Kathy Griffin sure has grown on me over the years, like hair on my back except less of a hindrance in the summer.
I remember finding her a bit obnoxious, kind of like a younger version of the late-career Joan Rivers. Her humor struck me as a bit lazy—it's easy being mean.
But over the years, her act has evolved into something that, in its best bits, is a lot smarter than just reading the blogs and reacting. She still has some easy jabs, but they're mere punctuation marks in a set that is an exhilaratingly clear-headed take-down of all that is not real. Telling it like it is has never been more satisfying than in this day and age, when those in the spotlight, aided and abetted by the media, seek to pull the wool over our eyes.
That was what I thought seeing her live for the first time last night at Madison Square Garden. She came out to a rousing reception, played on by Britney's "Gimme More," a taste of what was to come.

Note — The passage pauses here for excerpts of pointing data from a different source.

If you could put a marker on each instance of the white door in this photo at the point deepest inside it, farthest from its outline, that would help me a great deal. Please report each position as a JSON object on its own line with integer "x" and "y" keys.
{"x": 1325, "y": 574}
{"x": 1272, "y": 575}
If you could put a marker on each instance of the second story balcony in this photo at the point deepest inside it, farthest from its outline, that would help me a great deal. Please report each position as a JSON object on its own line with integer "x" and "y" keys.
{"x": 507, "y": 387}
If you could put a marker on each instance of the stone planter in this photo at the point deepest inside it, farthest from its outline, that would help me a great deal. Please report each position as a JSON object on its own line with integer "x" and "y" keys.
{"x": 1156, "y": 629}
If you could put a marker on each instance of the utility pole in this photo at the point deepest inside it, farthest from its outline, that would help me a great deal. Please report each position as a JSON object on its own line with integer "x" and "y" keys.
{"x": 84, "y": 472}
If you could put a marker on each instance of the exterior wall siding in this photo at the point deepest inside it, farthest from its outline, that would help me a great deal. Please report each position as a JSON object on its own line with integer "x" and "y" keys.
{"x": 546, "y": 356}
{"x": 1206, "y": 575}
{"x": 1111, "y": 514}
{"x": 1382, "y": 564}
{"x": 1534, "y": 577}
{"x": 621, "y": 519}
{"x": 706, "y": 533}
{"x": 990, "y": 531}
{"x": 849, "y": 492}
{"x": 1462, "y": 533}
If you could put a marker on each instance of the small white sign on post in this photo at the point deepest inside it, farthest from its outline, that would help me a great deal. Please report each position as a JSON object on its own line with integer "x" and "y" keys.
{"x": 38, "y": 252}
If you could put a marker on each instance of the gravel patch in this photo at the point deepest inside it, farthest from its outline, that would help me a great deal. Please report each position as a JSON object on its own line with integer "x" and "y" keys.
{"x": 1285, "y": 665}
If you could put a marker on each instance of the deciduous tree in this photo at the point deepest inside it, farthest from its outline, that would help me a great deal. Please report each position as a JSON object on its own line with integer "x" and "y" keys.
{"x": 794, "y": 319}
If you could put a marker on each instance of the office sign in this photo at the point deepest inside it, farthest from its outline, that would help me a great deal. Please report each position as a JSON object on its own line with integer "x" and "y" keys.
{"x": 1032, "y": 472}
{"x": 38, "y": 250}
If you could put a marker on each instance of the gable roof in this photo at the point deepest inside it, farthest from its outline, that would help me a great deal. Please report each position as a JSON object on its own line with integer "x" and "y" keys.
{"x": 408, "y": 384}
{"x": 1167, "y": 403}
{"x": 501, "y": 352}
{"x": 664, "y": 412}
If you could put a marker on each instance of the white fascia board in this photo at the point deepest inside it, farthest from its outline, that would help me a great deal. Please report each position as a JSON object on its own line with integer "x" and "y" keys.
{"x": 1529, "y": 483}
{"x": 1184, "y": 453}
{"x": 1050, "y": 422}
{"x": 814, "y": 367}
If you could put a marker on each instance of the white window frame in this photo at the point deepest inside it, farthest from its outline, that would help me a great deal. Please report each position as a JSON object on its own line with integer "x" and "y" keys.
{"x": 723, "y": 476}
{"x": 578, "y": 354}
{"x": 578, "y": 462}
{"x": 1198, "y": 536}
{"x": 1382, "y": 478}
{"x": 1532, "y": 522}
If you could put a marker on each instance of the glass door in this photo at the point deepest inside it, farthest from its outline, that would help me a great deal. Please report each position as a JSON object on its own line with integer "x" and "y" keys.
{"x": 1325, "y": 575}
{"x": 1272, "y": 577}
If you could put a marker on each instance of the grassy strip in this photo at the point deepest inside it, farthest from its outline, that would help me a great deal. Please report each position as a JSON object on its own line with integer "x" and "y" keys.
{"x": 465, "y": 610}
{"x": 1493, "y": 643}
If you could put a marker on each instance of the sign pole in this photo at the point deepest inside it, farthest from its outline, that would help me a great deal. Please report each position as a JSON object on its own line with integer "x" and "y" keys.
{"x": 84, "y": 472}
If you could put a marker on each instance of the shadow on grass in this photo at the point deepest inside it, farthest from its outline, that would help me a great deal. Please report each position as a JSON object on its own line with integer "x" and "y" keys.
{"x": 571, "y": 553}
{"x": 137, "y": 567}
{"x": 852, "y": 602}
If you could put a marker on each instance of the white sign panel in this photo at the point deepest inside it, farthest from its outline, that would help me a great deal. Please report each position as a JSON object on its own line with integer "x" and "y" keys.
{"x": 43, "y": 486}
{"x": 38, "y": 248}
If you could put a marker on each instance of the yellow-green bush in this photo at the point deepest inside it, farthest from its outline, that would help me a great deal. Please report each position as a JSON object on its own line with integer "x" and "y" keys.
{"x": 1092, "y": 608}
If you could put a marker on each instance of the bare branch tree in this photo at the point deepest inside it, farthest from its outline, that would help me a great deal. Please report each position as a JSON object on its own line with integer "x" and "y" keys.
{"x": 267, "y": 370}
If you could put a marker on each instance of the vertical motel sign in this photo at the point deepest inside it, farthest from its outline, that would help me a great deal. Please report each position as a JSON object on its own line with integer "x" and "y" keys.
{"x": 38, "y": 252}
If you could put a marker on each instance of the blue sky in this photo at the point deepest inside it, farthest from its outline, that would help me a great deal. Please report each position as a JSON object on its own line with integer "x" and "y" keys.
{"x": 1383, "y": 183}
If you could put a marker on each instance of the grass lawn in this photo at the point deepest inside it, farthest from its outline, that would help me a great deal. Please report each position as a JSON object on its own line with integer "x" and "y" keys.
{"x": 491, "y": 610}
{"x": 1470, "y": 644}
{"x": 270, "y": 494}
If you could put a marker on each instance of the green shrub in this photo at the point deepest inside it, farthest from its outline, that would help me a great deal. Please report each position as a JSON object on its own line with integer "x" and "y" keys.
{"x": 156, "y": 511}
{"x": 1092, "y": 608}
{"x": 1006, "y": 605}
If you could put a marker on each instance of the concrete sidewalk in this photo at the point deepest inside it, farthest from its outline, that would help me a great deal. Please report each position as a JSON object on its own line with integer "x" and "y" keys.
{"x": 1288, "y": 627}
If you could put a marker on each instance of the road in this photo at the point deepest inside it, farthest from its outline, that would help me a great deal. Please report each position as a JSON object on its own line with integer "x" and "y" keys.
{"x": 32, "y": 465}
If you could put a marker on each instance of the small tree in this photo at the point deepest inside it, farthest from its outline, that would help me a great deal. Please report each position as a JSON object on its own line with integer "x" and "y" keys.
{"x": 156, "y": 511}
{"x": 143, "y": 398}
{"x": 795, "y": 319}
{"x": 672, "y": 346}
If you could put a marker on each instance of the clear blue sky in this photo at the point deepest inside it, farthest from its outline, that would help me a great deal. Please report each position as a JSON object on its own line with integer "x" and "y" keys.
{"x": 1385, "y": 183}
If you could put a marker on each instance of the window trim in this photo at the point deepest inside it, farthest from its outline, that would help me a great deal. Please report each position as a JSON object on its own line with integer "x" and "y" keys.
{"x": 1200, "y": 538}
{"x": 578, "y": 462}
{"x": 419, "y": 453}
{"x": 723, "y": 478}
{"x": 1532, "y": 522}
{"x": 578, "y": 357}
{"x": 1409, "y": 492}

Her best material, which melded her sheer outrageousness with socially-redeeming smack-down, was centered on her obsession, Oprah Winfrey. She admits to worshiping Oprah (suggesting the cross needs another prong so she can cohabitate with the Father, the Son and the Holy Ghost), but can't pretend Oprah is not sometimes "completely full of shit." Her remembrances of recent Oprah shows had the crowd howling and will have Oprah grinding her veneers.
The flat-out funniest part of the show has to be her first-person account of finally meeting Liza Minnelli, who warms to her instantly (identifying her as "one of my very best friends!" from the stage before they'd even met), and who winds up inviting Kathy into bed with her. The sense is that you're hearing about the temporary crossing over—Lewis & Clark-style—of a woman who would be the first to point and laugh at the three-in-a-bed pow-wows of stars like Minnelli, Michael Jackson and Elizabeth Taylor.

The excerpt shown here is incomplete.